The next step for each identified discrepancy is investigating and resolving the issue. This may involve reviewing original documentation, contacting vendors, customers, or financial institutions for clarification, correcting data entry errors, or adjusting the accounting records. Ongoing reconciliation promptly identifies errors and potential fraud, preventing these issues from snowballing into more significant problems. Frequent reconciliation increases the likelihood of closing financial books on time, ensuring that financial reports are always up to date.

One way to accomplish this is by working with a provider that maintains their own suite of solutions and unearned revenue tools according to cutting-edge technological standards. See how forward-thinking finance teams are future-proofing their organizations through AP automation. Automation promptly highlights outstanding invoices, enabling businesses to take timely action and avoid late fees or missed payments.

  • For instance, if a business invoices a client for Rs 1,00,000 payment reconciliation ensures that the corresponding Rs 1,00,000 payment is recorded correctly in both the company’s books and the bank’s records.
  • Payment reconciliation may be a behind-the-scenes activity, but it plays a front-and-center role in determining business success.
  • In the long term, these financial blind spots can erode profit margins, damage business relationships, and limit growth opportunities.
  • Additionally, manual processes require much more time and energy to maintain as AP teams must navigate multiple platforms to track invoice payments and bills.
  • At the same time, an automated reconciling tool provides a clear view of all the company’s transactions and closing balances.
  • Automation can easily accommodate this growth, ensuring that reconciliation remains efficient and effective.

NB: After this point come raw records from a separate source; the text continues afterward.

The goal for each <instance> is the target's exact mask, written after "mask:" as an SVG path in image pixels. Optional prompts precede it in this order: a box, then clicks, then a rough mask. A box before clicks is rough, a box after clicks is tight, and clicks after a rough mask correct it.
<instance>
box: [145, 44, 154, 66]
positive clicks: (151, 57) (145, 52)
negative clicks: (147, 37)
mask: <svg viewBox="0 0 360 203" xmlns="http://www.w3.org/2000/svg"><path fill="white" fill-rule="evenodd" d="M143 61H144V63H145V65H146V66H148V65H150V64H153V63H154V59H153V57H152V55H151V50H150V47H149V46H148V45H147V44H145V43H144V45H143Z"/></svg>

Best Practices for Payment Reconciliation

payment reconciliation

A great starting point is to learn about which processes can be automated and how to efficiently streamline tasks–you can find everything you need in our AP Survival Guide downloadable eBook. Barbara is a financial writer for Tipalti and other successful B2B businesses, including SaaS and financial companies. She is a former CFO for fast-growing tech companies with Deloitte audit experience. When she’s not writing, Barbara likes to research public companies and play Pickleball, Texas Hold ‘em poker, bridge, and Mah Jongg. With the seeming simplicity of reconciliations, they can pose some challenges for business owners.